The most alarming indicators are the bacterial contamination parameters. Total coliform counts range from 2.2 × 107 to 3.6 × 108 MPN/100 mL, while faecal coliform counts range from 3.5 × 106 to 2.1 × 108 MPN/100 mL. These values exceed the CPCB bathing standards (desirable: 500 MPN/100 mL; maximum permissible: 2500 MPN/100 mL) by four to five orders of magnitude. Stretch 7 shows the highest bacterial contamination, indicating the cumulative effects of pollution as the river approaches its confluence with the Ganges.
The UAV imagery reveals no prominent agricultural or industrial sources within the studied buffer zone along the river stretch. Heavy metals (Cd, Hg, Ni, Cr, Pb and As) were below detection limits (BDL) across all stretches. The high faecal coliform counts, in the absence of heavy metals, indicate the most probable cause of pollution is the domestic sewage along this urbanised stretch. These findings are consistent with the observations reported in earlier studies performed on the Assi River [44,45]. Assi River exhibits stable inter-annual water-quality patterns due to its flow being dominated by continuous anthropogenic discharge rather than natural hydrological variation [44,45]. No new STPs, drain diversions, or pollution control measures were introduced at the confluence during the study period.

Study of Ponds in and Around the Catchment Area of the Assi River

Table 5 provides a detailed overview of the ponds and key parameters. These are critical for understanding the hydrological behaviour of the ponds and their role in improving the groundwater recharge in the area. The most extensive ponds include Kardhmeshwar Pond (13,828 m2) and Nagawa Pond 2 (13,466 m2) are two large ponds in terms of surface area. Amara Pond P2 is the smallest, with a surface area of only 561 m2 and has the smallest storage capacity, 505 m3. Whereas Pushkar Talab and Kurukshetra Pond have the highest water storage capacity at 47,601 m3 and 36,155 m3, respectively.

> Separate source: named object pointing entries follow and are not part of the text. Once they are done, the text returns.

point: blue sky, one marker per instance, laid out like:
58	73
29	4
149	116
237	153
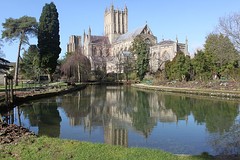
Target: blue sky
193	19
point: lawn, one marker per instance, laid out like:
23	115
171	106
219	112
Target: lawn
54	148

These large storage capacities offer significant opportunities for water retention and flow regulation.
The difference between the pond bottom elevation and the GWT is a critical measure of the pond’s potential for groundwater recharge and its ability to retain water. Kardhmeshwar Pond (−0.54 m), Bhikharipur Pond 1 (−1.44 m), Nagawa Pond 1 (−2.06 m), Nagawa Pond 2 (−2.13 m), Durga Kund (−4.96 m), Kurukshetra Pond (−2.87 m), and Pushkar Talab (−4.73 m) show negative differences (Pongalpur Village Pond (3.62 m), Nevada Pond (3.43 m), and Amara Pond P5 (2.18 m) show a positive difference, indicating a gap between the GWT and the pond bottom. These ponds may require artificial recharge, and dredging could be performed in them to store more water and recharge the groundwater in the catchment area.
The bottom elevation of the river varies from 67.49 m (at the confluence with the River Ganga) to 77.89 m (effluent of Kandwa pond), with a mean of approximately 74.01 m (Figure 6). The water table across these points varies from 69.23 m to 73.69 m, with an average of 71.65 m above mean sea level in May and August 2024. In the upstream area near Kandwa Pond, the GWT is above the riverbed elevation, indicating a positive potential for establishing vertical connectivity between the river and the underlying aquifer.

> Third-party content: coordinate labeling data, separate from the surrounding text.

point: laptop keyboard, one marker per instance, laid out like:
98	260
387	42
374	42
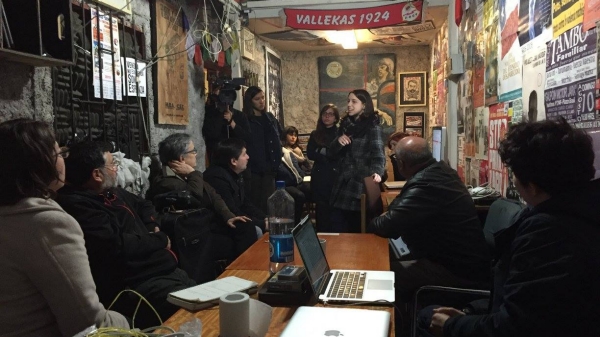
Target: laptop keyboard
348	284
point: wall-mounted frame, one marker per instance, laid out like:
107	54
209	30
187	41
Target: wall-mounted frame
412	89
414	123
273	90
247	44
303	141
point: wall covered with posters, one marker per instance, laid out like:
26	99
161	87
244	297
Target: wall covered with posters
524	60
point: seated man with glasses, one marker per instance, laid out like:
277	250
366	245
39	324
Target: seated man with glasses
178	157
125	247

3.5. Longitudinal and Lateral Disconnection

Buffer zone analysis in the study area shows a catastrophic loss of lateral connectivity. Table 1 shows that built-up areas of 5 m and 30 m in the buffer zone result in the elimination of natural riparian zones of 5566 m2 and 137,580 m2, respectively. Intact floodplains, as emphasised by [2] retain 50–60% of sediment and nutrients through overbank flows. Due to channelised stretches, the Assi River has lost its self-cleansing and sediment retention capacity.
Figure 7A illustrates where the Assi River meets the Ganga River. Figure 7B depicts the state of the Assi River near the Ravindrapuri Bridge. Figure 7C shows a heavily modified area in Saket Nagar, heavily influenced by human activities. Figure 7D illustrates the condition of the Assi River near Sundarpur. Figure 7E reveals a highly modified area, showing that Assi is almost invisible near Indra Nagar. The Assi River exhibits severe longitudinal fragmentation due to urban encroachment at two critical points: Kardmeshwer Kund, the river’s origin (Figure 7G), and downstream of Kanchanpur Pokhra (Figure 7H). Kardmeshwer Kund serves as a consistent water source with proper groundwater linkage. UAV mapping revealed channel narrowing to widths of 1–18 m in stretch 2. In the upstream area, GWT lies 0.54–4.96 m above the riverbed (e.g., Kardhmeshwar Pond). GWT is 1.74–5.78 m below the riverbed, showing the vertical disconnection and affecting hyporheic exchange in the downstream portion of the river.

4. Discussion

4.1. Restoration Strategies: Reconnecting the River

River width is a critical factor in maintaining longitudinal connectivity. When a river becomes too narrow, its capacity to carry water and sediment is reduced. An increase in the flow velocity causes erosion. The physical fragmentation and channel constriction obstruct the movement of aquatic organisms, such as fish and macroinvertebrates [52,53]. The elimination of the riparian zone disconnects the river from its natural flood plain, which is essential for fish spawning, feeding, and refuge [53,54]. In the case of the Assi River, urban encroachment and sedimentation have significantly reduced the width of many sections, contributing to disconnection issues. Evidence suggests the historical Assi originated near Durvasha Rishi Ashram in Allahabad and traversed approximately 120 km before joining the Ganga in Varanasi [46]. Reconnecting the paleochannel of the Assi River represents a fundamental step in restoring its longitudinal connectivity. The Assi can be revitalised through systematic paleochannel reconnection, targeted interventions at disconnection points, and restoration of adequate river width.
The results underscore the critical need for the restoration of riparian zones. The riparian zone, the transitional area between terrestrial and aquatic ecosystems, emerges as a critical component of riverine environments [55]. It serves as a buffer, a corridor of biodiversity, and a guardian of water quality [56]. The delicate balance of this zone has come under immense pressure in recent times, especially in the context of small rivers [57]. Riparian buffers are indispensable for mitigating urban impacts, stabilising stream banks, and enhancing water quality [58]. Implementing vegetation-based buffers along the riverbanks could provide multiple ecosystem services [59], including pollutant filtration [56], erosion control [57], and biodiversity conservation [60]. Case studies from similar urban river restoration efforts globally suggest that creating multi-zonal riparian buffers could effectively balance urban development with ecological integrity.
The US EPA suggests a straightforward approach for developing riparian zones, which has been successfully adopted in various parts of the world. This method involves dividing the buffer width (approximately 15 m) into two equal zones: a streamside zone (immediately adjacent to the river) and an outer zone (bordering the urban area) (Figure 8). It can restore natural interactions between rivers and adjacent landscapes by improving the lateral connectivity.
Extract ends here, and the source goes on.